Alors, qu’est-ce qui nous aide à prendre de meilleures décisions? L’intuition, sous forme de très grands répertoires de modèles des pressentiments, des impulsions, des perspicacités, des sensations instinctives et des prévisions, s’acquière après des années d’exercice. L’intuition est donc une extension naturelle de l’expérience. L’intuition est une base raisonnable et digne de confiance pour l’action. L’un des usages critiques de l’intuition est de nous avertir lorsque quelque chose va mal, même si nous ne savons pas ce que c’est. Apprendre à ressentir des problèmes est la clé pour prendre des décisions intuitives. Apercevoir des problèmes avant qu’ils deviennent trop grands est une capacité exceptionnelle des bons dirigeants. Les situations de gestion et des décisions importantes
dans lesquelles l’intuition est la plus utile se retrouvent dans les cas suivants : (1) un haut niveau d’incertitude et (2) peu de précédents existent, (3) les variables sont moins scientifiquement prévisibles, (4) « les faits » sont limités et (5) ils n’indiquent pas clairement le chemin idéal, (6) des données analytiques ne sont pas trop utiles, (7) plusieurs solutions alternatives existent et chacune
des solutions est menée par des arguments solides, (8) le temps est limité et la pression pour trouver la solution optimale monte. L’intuition est indispensable dans tous ces cas. Un manque d’intuition peut mener à la mauvaise gestion ou à des décisions «  paralysées » dans les organisations, voire même à une performance médiocre. L’intuition devient aujourd’hui plus importante pour
les raisons suivantes : la complexité des tâches et donc la complexité des décisions à prendre (par exemple, l’environnement ou la sécurité), l’explosion d’informations et les nouvelles technologies intelligentes qui peuvent nous rendre stupides.

La recherche démontre que plus une personne monte de niveau dans une organisation, plus l’intuition est nécessaire.

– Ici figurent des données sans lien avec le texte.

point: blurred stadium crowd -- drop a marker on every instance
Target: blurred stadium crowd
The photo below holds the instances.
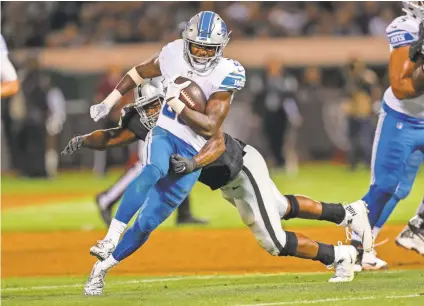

homme-penseComment utiliser l’intuition? Lorsqu’on sent intuitivement qu’un problème existe. – Pour intégrer les morceaux isolés de données et l’expérience dans une image intégrée, souvent dans une perspicacité « ah! ah! » ! – Pour contrôler les résultats d’analyse plus rationnels, contourner une analyse approfondie et arriver rapidement à une solution.

C’est toujours possible d’améliorer le processus de décision intuitif en suivant une formation visant à développer votre intuition. Les commissions scolaires ont des responsabilités importantes à assumer quotidiennement. Les représentants de ce réseau ont donc intérêt à développer leur intuition pour prendre des décisions les plus éclairées.

Voici quelques conseils pour la prise de décisions intuitives

• La première option qui vous traverse l’esprit est probablement la bonne.
• L’analyse pour soutenir votre intuition.
• La dépense de plus d’énergie dans la compréhension de la situation que dans ce qu’on doit faire.
• Ne pas confondre les désirs avec les intuitions.
• Bien réfléchir à l’avance.
• L’incertitude ajoute de l’excitation dans la prise de décisions.
• L’utilisation de la bonne stratégie pour la prise de décisions.
• La consultation d’experts.
• Le maintien de la vigilance par rapport aux barrières de l’intuition. Par exemple, l’absence de bon sommeil, la fatigue, la maladie, les nouvelles technologies constituent de telles barrières.